De werkcommissie, belast met de voorbereiding van het streekplan voor de omgeving der stad Groningen en het Noorden van Drenthe, heeft tot de colleges van B. en W. der deelnemende gemeenten een zeer belangrijk rondschrijven gericht, waaraan wij het volgende ontkenen.
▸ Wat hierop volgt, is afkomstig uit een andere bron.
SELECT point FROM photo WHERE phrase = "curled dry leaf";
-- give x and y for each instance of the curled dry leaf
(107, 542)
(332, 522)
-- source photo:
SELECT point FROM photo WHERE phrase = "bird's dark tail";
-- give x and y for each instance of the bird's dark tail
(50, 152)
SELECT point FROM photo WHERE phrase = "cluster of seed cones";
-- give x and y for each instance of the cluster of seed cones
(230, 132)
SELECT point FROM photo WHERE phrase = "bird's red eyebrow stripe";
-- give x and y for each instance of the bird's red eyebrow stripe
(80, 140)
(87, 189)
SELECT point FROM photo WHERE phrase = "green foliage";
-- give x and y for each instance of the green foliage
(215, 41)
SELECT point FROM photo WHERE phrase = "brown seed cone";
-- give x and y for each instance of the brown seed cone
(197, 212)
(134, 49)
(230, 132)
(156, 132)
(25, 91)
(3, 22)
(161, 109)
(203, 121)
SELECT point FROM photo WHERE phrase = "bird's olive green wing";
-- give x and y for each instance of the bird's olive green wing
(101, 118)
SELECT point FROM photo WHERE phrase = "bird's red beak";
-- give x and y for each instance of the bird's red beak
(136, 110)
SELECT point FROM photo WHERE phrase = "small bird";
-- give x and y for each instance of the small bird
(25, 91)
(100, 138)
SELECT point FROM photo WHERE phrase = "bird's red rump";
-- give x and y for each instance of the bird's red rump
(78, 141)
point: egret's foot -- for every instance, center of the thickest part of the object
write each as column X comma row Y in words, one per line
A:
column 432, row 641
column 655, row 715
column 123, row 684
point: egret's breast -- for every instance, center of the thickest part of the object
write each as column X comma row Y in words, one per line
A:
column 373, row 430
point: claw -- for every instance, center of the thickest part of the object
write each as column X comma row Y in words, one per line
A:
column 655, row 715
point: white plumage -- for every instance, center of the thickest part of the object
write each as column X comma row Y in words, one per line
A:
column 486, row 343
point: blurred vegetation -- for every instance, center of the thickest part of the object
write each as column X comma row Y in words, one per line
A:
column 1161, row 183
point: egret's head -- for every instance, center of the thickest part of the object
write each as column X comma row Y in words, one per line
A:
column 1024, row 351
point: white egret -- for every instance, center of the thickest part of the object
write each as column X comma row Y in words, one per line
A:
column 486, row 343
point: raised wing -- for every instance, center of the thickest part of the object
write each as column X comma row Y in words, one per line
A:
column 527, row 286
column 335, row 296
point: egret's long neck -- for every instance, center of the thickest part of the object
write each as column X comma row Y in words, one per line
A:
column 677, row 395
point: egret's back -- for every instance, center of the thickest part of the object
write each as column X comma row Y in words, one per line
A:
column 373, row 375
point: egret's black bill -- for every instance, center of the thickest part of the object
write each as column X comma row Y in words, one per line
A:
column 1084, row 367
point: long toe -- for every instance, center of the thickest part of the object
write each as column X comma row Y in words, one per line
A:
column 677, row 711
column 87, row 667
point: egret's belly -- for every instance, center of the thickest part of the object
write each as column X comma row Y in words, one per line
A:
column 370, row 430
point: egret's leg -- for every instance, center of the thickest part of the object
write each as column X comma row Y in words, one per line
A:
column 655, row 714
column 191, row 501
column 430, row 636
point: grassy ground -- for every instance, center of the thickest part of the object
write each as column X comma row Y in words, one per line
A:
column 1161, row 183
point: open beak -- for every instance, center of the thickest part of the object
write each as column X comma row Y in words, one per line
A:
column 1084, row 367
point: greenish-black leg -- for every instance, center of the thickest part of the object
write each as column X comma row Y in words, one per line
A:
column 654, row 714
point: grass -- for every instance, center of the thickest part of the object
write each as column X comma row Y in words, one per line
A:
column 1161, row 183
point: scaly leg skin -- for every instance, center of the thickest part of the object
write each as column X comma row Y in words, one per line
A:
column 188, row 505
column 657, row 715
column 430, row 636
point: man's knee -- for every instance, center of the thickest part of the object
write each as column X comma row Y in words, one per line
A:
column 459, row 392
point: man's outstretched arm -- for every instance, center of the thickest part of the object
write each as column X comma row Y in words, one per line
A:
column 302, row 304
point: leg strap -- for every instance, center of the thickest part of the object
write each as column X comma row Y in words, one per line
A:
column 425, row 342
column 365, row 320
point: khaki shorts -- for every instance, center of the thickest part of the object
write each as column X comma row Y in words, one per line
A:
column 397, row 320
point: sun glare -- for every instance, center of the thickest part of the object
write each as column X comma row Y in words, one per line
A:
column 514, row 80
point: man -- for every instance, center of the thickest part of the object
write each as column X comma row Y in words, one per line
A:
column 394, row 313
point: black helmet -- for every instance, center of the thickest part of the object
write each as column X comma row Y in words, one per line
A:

Zooals wij reeds eer hebben bericht ligt het niet in de bedoeling hier een streekplan in den zin van de wet tot stand te brengen, maar zal het in kaarten en een beschrijving vast te leggen plan tot uitvoering worden gebracht door de vaststelling van uitbreidingsplannen met bijbehoorende bebouwingsvoorschriften door de aangesloten gemeenten, waarbij het streekplan als geraamteplan dienst zal doen. Naar de meening van de commissie dient echter met de voorbereiding der uitbreidingsplannen niet te worden gewacht totdat het streekplanwerk voltooid is, maar is het wenschelijk dat de gemeenten reeds nu die voorbereiding ter hand nemen in samenwerking met den ontwerper van het streekplan, die daartoe reeds ovp voldoende gegevens beschikt en die omgekeerd gebaat kan zijn door plaatselijke voorlichting.

Hoewel hierdoor voorkomen wordt dat veel kostbare tijd verloren gaat, zal de voorbereiding der uitbreidingsplannen toch zooveel tijd vergen, dat reeds nu maatregelen moeten worden getroffen, waardoor de bebouwing in goede banen wordt geleid en het aanwezige natuurschoon wordt beschermd. Daartoe beveelt de werkcommissie aan in de bouwverordeningen een aantal wijzigingen aan te brengen, wat het voordeel heeft, dat geen vooronderzoek van details noodig is, terwijl ook de procedure voor het vaststellen van die wijzigingen aanmerkelijk minder tijdroovend is dan die ter vaststelling van een uitbreidingsplan.